I could always talk to Melissa, she was not raised going to church, but her sister had been a Christian for 20+ years, she always could turn to her sister and ask questions, and if I would ask her something, and she didn't know, she would ask her sister...Melissa always helped me, in my walk, always explained God is different in every ones life at different times..I struggled sometimes, but knew He had already been a part of my life before that Easter Service.
There were times prior to that that we were definitely led, in the right direction by God. I with all my heart believe that. Even us finding Celina...our friends there, our connections, they all are by the Grace of God. I remember meeting my friend Susan, at Lighthouse. I saw her faith and happiness, she is someone who is always so positive and smiling, she is always nice, lifting up others, and I remember wondering and thinking I wish I was like that. I wanted to have that kind of faith, that kind of hope, that kind of knowing God. She was and is an inspiration in my life, she is so Sweet and caring, a role model, if you will.

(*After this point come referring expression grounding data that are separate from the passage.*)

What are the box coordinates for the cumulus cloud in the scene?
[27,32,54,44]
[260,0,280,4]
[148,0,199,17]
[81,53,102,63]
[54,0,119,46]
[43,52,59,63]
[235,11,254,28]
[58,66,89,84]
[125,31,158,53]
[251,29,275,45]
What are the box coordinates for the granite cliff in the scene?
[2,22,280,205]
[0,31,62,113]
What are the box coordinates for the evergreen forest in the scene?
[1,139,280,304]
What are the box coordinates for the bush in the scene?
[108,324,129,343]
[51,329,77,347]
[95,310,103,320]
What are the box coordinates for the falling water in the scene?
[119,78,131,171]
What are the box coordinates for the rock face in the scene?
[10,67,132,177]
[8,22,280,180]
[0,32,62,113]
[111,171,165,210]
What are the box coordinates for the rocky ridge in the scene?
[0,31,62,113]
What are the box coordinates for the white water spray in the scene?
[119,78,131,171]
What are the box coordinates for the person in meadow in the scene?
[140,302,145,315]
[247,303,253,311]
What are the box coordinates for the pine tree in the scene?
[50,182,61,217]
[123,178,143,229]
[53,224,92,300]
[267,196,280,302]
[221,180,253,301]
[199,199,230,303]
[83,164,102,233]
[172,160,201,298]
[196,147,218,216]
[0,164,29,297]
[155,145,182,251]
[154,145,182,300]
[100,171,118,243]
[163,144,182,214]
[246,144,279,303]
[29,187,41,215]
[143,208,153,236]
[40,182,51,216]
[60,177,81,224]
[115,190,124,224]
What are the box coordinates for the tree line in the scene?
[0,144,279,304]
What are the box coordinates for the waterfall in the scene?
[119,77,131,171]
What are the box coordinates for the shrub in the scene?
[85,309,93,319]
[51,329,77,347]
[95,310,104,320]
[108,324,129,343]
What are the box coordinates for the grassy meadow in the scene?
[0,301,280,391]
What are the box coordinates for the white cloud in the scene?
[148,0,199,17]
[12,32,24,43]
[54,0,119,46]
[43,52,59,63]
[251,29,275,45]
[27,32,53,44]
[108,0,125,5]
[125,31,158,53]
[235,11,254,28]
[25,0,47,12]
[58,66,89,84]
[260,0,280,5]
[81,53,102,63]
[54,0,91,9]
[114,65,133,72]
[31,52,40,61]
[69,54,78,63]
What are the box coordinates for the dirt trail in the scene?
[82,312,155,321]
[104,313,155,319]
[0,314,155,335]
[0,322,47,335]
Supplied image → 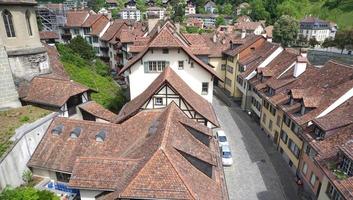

So while I struggle in my walk, at times, I know He is here. He has watched over me, in ways I didn't realize until later in life. He has brought relationships and people in and out of my life for a reason, I know that. He is accepting of me, when I am not of myself. He knows ME, My heart and my will, I know that...sometimes I just have to keep telling myself that! Keep convincing myself that I am worthy...even when I don't feel it....It is hard when I look at myself and look at others who know Him better than I do. Maybe they were raised that way, maybe that is all they know...and I feel like I wished I had had that, when I was younger, I wish I would have know God then. As an adult, I think that has been the hardest, not being taught when I was a kid, not being involved in church when I too would have not known any different...
But while I wish I had had that, now is my time to give that to my kids, to have them "know" and not question it..and for that day in my life, when Melissa asked me to church, I am forever grateful..or the day Susan approached me at VBS, and reached out to me....I am thankful...forever grateful to God.